Scientists discover ancient stars in the Milky Way’s thin disk

Rotational motion of young (blue) and old (red) stars similar to the Sun (orange). Credit: Background image by NASA/JPL-Caltech/R. Hurt (SSC/Caltech).

Scientists have made a surprising discovery about the evolution of our galaxy using data from the Gaia mission.

They found a large number of ancient stars with orbits similar to our sun’s, suggesting that the Milky Way’s thin disk began forming much earlier than previously believed—less than 1 billion years after the Big Bang.

The Milky Way has several components: a large halo, a central bulge and bar, a thick disk, and a thin disk.

Most stars, including our 4.6-billion-year-old sun, are located in the thin disk and rotate around the galactic center.

It was generally thought that the thin disk started forming around 8 to 10 billion years ago, but this new research suggests it began much earlier.

Understanding how the Milky Way formed is a major goal of galactic archaeology. To achieve this, scientists create detailed maps of the galaxy that show the ages, chemical compositions, and movements of stars.

These maps, known as chrono-chemo-kinematical maps, help piece together the history of our galaxy. Creating these maps is challenging because it requires large datasets of stars with accurately known ages.

One way to overcome this challenge is to study very old, metal-poor stars. These stars formed when the universe was mostly composed of hydrogen and helium, before many heavier elements were created.

Using data from the European Space Agency’s Gaia Mission, an international team led by astronomers from the Leibniz Institute for Astrophysics Potsdam (AIP) studied stars in the solar neighborhood, about 3,200 light years around the sun.

They discovered a surprising number of very old stars in thin disk orbits, with most of them being older than 10 billion years, and some even older than 13 billion years.

These ancient stars have a wide range of metal compositions. Some are very metal-poor, while others have twice the metal content of our much younger sun.

This indicates that a rapid metal enrichment took place in the early phase of the Milky Way’s evolution.

Samir Nepal from AIP, the lead author of the study, explains, “These ancient stars in the disk suggest that the formation of the Milky Way’s thin disk began much earlier than previously believed, by about 4–5 billion years.”

The study highlights that our galaxy had intense star formation in its early years, leading to fast metal enrichment in the inner regions and the formation of the disk.

This discovery aligns the Milky Way’s disk formation timeline with those of early galaxies observed by the James Webb Space Telescope (JWST) and the Atacama Large Millimeter Array (ALMA) Radio Telescope.

It suggests that cold disks can form and stabilize very early in the universe’s history, providing new insights into the evolution of galaxies.

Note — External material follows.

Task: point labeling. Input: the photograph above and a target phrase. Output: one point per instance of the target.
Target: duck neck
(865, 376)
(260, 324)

Cristina Chiappini, a co-author of the study, adds, “Our study suggests that the thin disk of the Milky Way may have formed much earlier than we thought, and that its formation is strongly related to the early chemical enrichment of the innermost regions of our galaxy.”

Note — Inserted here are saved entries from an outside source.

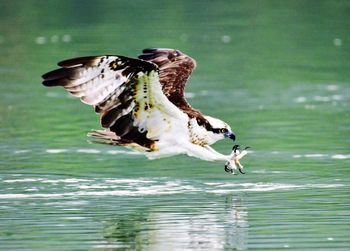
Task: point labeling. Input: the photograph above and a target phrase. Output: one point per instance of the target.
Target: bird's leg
(234, 162)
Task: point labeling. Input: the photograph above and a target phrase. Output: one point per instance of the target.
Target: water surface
(277, 72)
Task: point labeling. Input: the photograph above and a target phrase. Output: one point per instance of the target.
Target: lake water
(276, 71)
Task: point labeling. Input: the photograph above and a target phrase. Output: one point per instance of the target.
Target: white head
(220, 129)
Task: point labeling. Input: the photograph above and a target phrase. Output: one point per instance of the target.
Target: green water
(276, 71)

The results were made possible by the third data release of the Gaia mission.

The team analyzed the stellar parameters of more than 800,000 stars using a new machine learning method that combines information from different data types to provide highly precise stellar parameters, including gravity, temperature, metal content, distances, kinematics, and the age of the stars.

In the future, similar machine learning techniques will be used to analyze millions of spectra collected by the 4MIDABLE-LR survey with the 4-meter Multi-Object Spectroscopic Telescope (4MOST), which will start operations in 2025.